Review synthesizing evidence that reduced renal function (eGFR, cystatin C) associates with worse PD severity and cognitive decline, proposing uremic toxins, systemic inflammation, oxidative stress, and impaired renal clearance of alpha‑synuclein as mechanistic links in a kidney–brain axis.

Points to accessible renal biomarkers for prognostic stratification and a plausible mechanistic pathway (uremic toxin/alpha‑synuclein clearance) that could be leveraged to design biomarker‑driven trials or explore renal‑targeted repurposing strategies to slow PD progression.

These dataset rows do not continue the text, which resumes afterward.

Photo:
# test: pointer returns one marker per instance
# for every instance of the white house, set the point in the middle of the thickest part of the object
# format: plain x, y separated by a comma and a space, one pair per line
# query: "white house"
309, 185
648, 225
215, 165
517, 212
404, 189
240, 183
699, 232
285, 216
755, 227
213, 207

THE OBJECTIVE: Of the study is to evaluate the prognostic significance of renal dysfunction biomarkers in the context of the Parkinson's disease trajectory, with an emphasis on the pathophysiological mechanisms linking renal and brain dysfunction with neurodegeneration, as well as to assess the prognostic potential of specific renal markers for the severity of motor and non-motor symptoms of the disease. MATERIAL AND METHODS: Research papers, mainly published since 2020, from highly cited scientific databases such as Scopus, PubMed, Google Scholar, and eLibrary were included in this review. RESULTS: Studies have found a significant association between decreased renal function, as assessed by the estimated glomerular filtration rate (eGFR) and cystatin C, and the progression of cognitive impairment in PD, as well as the severity of the disease. Uremic toxins, systemic inflammation, and oxidative stress have been identified as key pathophysiological links contributing to alpha-synuclein neurodegeneration and dysregulation in patients with renal dysfunction. The kidneys have been shown to be involved in alpha-synuclein clearance, and renal failure may contribute to its accumulation and distribution to the brain. CONCLUSION: Renal dysfunction biomarkers, in particular eGFR and cystatin C, show potential as prognostic indicators of PD progression, especially for cognitive impairment. The interaction within the kidney-brain axis through uremic toxins, inflammation, oxidative stress, and alpha-synuclein dysregulation represents an important area for further research and development of new therapeutic approaches.